Furthermore, the plaintiff's showing on the motion was inadequate to warrant the subject discovery sanctions. "Pursuant to CPLR 3126, a court may impose discovery sanctions, including the . . . preclusion of evidence, where a party 'refuses to obey an order for disclosure or willfully fails to disclose information which the court finds ought to have been disclosed'" (Guardado v K.B.G. Commercial, Inc., 209 AD3d 721, 722, quoting Aha Sales, Inc. v Creative Bath Prods., Inc., 110 AD3d 1019, 1019). "Before a court invokes the drastic remedy of precluding a party from offering evidence at trial, there must be a clear showing that the failure to comply with court-ordered discovery was willful and contumacious" (Giraldo v Highmark Ind., LLC, 175 AD3d 654, 654-655). Here, the plaintiff failed to make a clear showing of a willful and contumacious failure to comply with discovery demands. The plaintiff failed to submit the alleged April 2017 discovery demands in support of the motion and apparently never served additional discovery demands after Krigsman's deposition.

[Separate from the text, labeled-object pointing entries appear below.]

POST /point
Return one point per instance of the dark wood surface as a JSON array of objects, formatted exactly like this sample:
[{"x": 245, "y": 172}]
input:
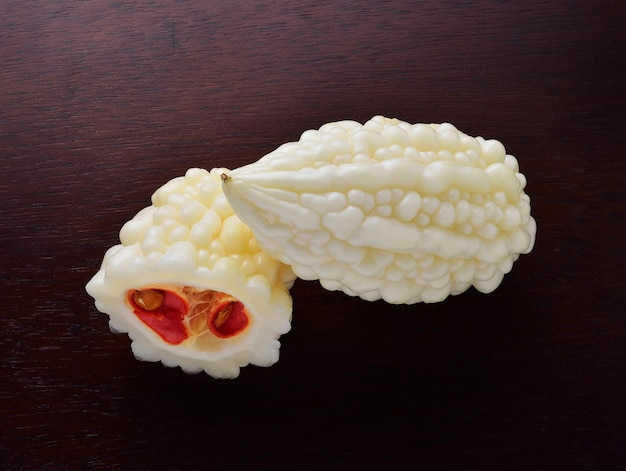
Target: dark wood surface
[{"x": 101, "y": 102}]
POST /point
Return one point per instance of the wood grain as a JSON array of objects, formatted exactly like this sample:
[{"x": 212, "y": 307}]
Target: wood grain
[{"x": 102, "y": 102}]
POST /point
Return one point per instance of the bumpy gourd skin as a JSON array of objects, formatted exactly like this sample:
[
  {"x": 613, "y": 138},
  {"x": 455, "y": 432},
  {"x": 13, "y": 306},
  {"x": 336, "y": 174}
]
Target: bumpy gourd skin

The plaintiff's motion papers otherwise failed to identify precisely what discovery was demanded and never provided, and the February 14, 2018 order only refers vaguely to "financial documents." Significantly, it is undisputed that the defendants produced hundreds of pages of documents in discovery. Under the circumstances, the plaintiff failed to make the requisite showing justifying the Supreme Court's imposition of the subject discovery sanctions [*3](see Lombardi v Lombardi, 190 AD3d 964; Tanriverdi v United Skates of Am., Inc., 164 AD3d 858, 860).
IANNACCI, J.P., WOOTEN, VOUTSINAS and WAN, JJ., concur.